The remedies provided in this Section 13.2 and any other remedies
provided at equity will be the exclusive remedies available to Purchaser and
the other Indemnified Persons.
13.3 DOLLAR LIMITATIONS ON INDEMNIFICATION CLAIMS.
(a) The Indemnifying Parties shall not be required to provide
indemnification under Section 13.2 unless the Damages of Purchaser or any of
the Purchaser Indemnified Persons for all claims for indemnification under
Section 13.2 shall exceed in the aggregate the Basket Amount.
(b) In no event shall (i) the aggregate liability of all of the
Indemnifying Parties with respect to all claims for indemnification by
Purchaser or any of the Purchaser Indemnified Persons hereunder exceed the Cap
Amount, (ii) the liability of any Indemnifying Party with respect to all
claims of indemnification exceed the share of Merger Consideration received by
such Indemnifying Party, or (iii) with respect to any claim for
indemnification against two or more Indemnifying Parties, the liability of
each such Indemnifying Party exceed the proportionate share of the Merger
Consideration received by such Indemnifying Party relative to the total Merger
Consideration received by all Indemnifying Parties against whom such claim was
made. For purposes of determining a Designated Officer's proportionate share
of the Merger Consideration, the share of the Merger Consideration received by
(A) The Xxxx X. Xxxxxxxx and Xxxx Xxxxxxx Xxxxxxxx 1992 Trust, The Xxxxxxxx
Family 1992 Trust, and the Xxxx X. Xxxxxxxx and Xxxx Xxxxxxx Xxxxxxxx
Grandchildren's Education Trust shall be attributed to Xxxx X. Xxxxxxxx, (B)

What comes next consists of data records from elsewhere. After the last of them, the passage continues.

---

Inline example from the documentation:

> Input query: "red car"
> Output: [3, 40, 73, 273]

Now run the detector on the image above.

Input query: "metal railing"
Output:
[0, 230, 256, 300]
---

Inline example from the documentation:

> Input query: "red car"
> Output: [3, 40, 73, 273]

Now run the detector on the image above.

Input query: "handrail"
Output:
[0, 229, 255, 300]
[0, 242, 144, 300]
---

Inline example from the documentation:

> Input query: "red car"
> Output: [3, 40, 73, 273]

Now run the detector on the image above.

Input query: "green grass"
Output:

The Xxxxxx X. Xxxxx and Xxxx X. Xxxxx Trust shall be attributed to Xxxxxx X.
Xxxxx, and (C) The Xxxx X. Xxxxxx and Xxxx-Xxxxx Xxxxxx 1993 Trust shall be
attributed to Xxxx X. Xxxxxx, Xx. Amounts payable by the Indemnifying Parties
pursuant to this Section may be made in cash or in shares of Purchaser Common
Stock valued at the average of the closing price of the Purchaser's Common
Stock on the American Stock Exchange (or, if the Purchaser's Common Stock is
not then listed on the American Stock Exchange, on such other exchange or
automated quotation system upon which the Common Stock is then listed or
quoted) for the ten trading days ending one week before the day on which such
shares are delivered (with stock powers duly authorized) to the Purchaser.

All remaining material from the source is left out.